Hitting the books: Saudi government toughens the rules on grants for study abroad students
Saudi high school students taking their final exams in Jeddah. (AFP/File)
Saudi Arabia is currently tightening the requirements for its multi-billion dollar scholarship program for students who want to study abroad.
According to Reuters, a council headed by Deputy Crown Prince Mohammed bin Salmon said that these new rules were necessary because the falling price of oil and its effect on the country’s economy has led to the tightening of belts in some sectors.
State news agency SPA reported no specific changes in the size of the program but did say there will be a reduction in spending along with some new requirements for Saudi students who wish to study abroad.

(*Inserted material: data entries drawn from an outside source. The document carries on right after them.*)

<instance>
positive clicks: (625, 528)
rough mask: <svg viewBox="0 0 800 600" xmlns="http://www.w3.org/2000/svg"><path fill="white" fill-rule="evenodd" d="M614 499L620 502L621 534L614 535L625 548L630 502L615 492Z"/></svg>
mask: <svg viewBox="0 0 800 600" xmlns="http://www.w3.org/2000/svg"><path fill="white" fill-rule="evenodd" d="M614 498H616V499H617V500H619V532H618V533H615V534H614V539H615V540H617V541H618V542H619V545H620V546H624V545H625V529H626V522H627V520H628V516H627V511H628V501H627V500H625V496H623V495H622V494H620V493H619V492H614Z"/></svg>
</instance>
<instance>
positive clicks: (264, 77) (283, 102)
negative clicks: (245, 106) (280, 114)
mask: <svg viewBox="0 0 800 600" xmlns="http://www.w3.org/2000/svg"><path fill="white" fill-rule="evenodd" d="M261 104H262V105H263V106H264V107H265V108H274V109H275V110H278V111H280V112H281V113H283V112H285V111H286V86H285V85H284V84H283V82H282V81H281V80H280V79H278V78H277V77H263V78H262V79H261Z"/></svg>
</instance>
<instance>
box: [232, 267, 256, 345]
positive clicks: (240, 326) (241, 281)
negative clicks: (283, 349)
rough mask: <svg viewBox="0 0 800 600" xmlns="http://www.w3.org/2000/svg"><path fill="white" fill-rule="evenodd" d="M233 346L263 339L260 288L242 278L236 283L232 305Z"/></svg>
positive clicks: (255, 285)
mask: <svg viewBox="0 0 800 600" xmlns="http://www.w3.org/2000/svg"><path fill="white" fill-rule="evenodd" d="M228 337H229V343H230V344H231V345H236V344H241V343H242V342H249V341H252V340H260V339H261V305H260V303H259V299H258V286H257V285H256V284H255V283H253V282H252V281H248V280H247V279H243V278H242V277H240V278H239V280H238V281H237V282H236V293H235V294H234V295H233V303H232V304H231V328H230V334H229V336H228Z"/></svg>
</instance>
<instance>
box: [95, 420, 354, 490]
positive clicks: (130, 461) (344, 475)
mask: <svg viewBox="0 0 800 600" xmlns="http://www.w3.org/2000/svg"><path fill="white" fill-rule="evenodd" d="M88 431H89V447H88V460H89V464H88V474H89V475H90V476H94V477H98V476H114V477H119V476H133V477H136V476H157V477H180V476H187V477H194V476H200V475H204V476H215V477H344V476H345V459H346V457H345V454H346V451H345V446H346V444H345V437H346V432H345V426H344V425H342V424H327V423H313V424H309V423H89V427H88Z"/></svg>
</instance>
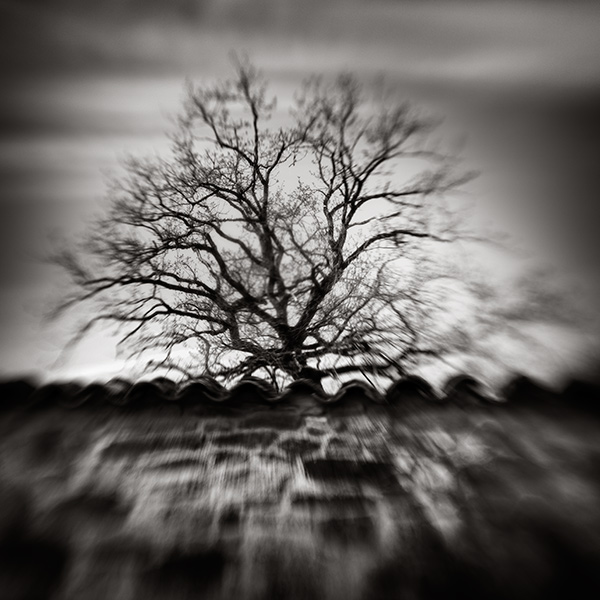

These include enrolling in one of the top 100 universities in the world or one of the top 50 academic programs of their field and maintaining a high grade average according to the requirements set by the Saudi Ministry of Education
Many young Saudis feel they have a natural-born right to these grants.
Reuters stated that in 2014, over 207,000 people took part in the King Abdullah Scholarship program, receiving over $6 billion U.S. dollars in funding for studying abroad.
These funds not only include tuition and housing, but also include a monthly stipend for students. They also cover the cost for family members who want to accompany them abroad, as in the case of young Saudi women who must be accompanied by a male guardian.
Whether or not funding for these benefits will be reduced remains to be seen.